In de validatieprocedure wordt beschreven op welke wijze met de stofgegevens wordt omgegaan. Dit betekent dat aangegeven wordt hoe de gegevens die de ATCN-leden in hun databases hebben, worden gecontroleerd op hun geldigheid met behulp van erkende stofdatabases. Waar nodig zullen deze gegevens worden aangevuld. Vervolgens vindt classificatie van de stof plaats. Als validatieprocedure wordt de indeling van een stof "altijd beoordeeld door een (team van) deskundige(n), waarna de uiteindelijke beoordeling plaatsvindt". De validatiecommissie heeft echter aangegeven dat als er een goedgekeurde validatieprocedure ligt, dit meestal toereikend zal zijn. Dit betekent dat alleen voor enkele moeilijk in te delen stoffen of mengsels van stoffen een onderbouwd voorstel voor classificatie aan de validatiecommissie zal worden voorgelegd ter beoordeling.

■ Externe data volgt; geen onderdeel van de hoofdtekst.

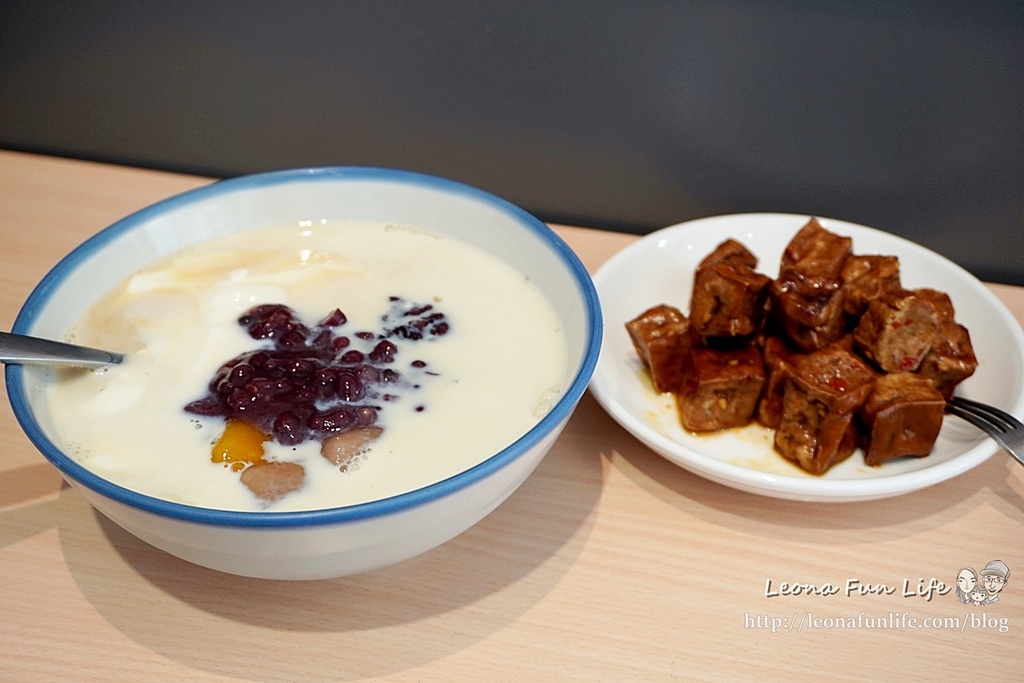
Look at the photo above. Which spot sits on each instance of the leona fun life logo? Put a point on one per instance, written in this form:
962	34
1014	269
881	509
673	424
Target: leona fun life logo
982	588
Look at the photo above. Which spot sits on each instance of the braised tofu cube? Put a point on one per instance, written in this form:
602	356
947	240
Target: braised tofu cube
897	331
950	360
662	338
720	389
821	399
732	252
807	296
816	249
780	361
902	417
867	278
728	300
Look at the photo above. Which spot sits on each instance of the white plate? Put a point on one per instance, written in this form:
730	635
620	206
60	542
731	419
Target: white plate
658	269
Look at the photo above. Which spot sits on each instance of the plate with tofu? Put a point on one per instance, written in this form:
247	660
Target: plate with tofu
802	357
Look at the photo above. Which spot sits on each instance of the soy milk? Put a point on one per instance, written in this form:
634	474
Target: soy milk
501	368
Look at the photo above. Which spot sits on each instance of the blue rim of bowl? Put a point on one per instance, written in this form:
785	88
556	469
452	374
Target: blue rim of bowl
383	507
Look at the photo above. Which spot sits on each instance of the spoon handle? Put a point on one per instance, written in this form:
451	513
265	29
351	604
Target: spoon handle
33	350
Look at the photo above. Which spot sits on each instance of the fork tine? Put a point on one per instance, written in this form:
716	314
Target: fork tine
990	413
978	419
1003	427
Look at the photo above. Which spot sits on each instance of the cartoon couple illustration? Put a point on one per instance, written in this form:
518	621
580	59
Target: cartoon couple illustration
982	588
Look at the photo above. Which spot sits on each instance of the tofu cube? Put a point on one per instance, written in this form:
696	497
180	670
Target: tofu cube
897	331
720	388
807	296
820	402
662	338
902	417
728	300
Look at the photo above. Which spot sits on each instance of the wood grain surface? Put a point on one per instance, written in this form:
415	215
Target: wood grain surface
608	564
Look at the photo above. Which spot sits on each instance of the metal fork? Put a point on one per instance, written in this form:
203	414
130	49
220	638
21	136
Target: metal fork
1005	428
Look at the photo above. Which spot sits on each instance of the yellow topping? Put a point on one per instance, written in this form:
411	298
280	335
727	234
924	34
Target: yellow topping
241	442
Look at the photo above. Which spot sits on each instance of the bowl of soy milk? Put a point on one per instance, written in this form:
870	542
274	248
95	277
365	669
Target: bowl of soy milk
328	370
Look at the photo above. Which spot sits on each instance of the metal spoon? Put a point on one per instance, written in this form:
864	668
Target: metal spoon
35	351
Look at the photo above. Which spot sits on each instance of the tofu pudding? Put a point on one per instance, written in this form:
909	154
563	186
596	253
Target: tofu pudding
432	403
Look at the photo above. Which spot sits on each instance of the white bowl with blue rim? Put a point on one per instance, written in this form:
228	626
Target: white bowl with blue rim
329	542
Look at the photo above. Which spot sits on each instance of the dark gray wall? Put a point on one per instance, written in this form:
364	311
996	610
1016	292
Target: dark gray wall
631	115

Van de overige stoffen zal ter kennisneming een lijst gepubliceerd worden met de uiteindelijke indeling.

2 Stofgegevens

Er bestaat een grote hoeveelheid aan bronnen die informatie kunnen geven over stoffen.
Het is echter niet doenlijk om per stof alle bronnen te raadplegen. Na overleg met de validatiecommissie is gekozen om gebruik te maken van de gegevens uit de volgende databases:
  • ECHA: Het Europees Agentschap voor Chemische Stoffen (ECHA)onderhoudt een database waarin door het bedrijfsleven fysische en ecologische gegevens van stoffen kunnen worden ingevoerd en kunnen worden bijgehouden. In principe worden alleen data gebruikt die zijn geclassificeerd met een betrouwbaarheidsindex 1 en 2.
  • Chemiekaarten en MSDS’en: Steeds meer MSDS’komen digitaal beschikbaar, waardoor de bruikbaarheid hiervan sterk is verbeterd.
  • IUCLID (International Uniform Chemical Information Database, uitgebracht door European Chemical Bureau): bevat zowel humaan toxicologische gegevens als ecotoxicologische gegevens. Van deze bron zal voornamelijk gebruik worden gemaakt voor het toevoegen van synoniemen. Daarnaast zullen gegevens alleen gebruikt worden als er een testmethode gespecificeerd is en er een GLP-verklaring is;
  • DOSE : Dictionary Of Substances and their Effects (uitgebracht door Royal Society of Chemistry): bevat zowel humaan-toxicologische gegevens als ecotoxicologische gegevens;
  • Verschueren Handbook of Environmental Data on Organic Chemicals: bevat veel ecotoxicologische gegevens;
Indien bovenstaande bronnen geen informatie opleveren zal gebruik gemaakt worden van de epa ecotox database (www.epa.gov/ecotox), de niet gevalideerde gegevens van IUCLID of andere gegevens indien makkelijk beschikbaar.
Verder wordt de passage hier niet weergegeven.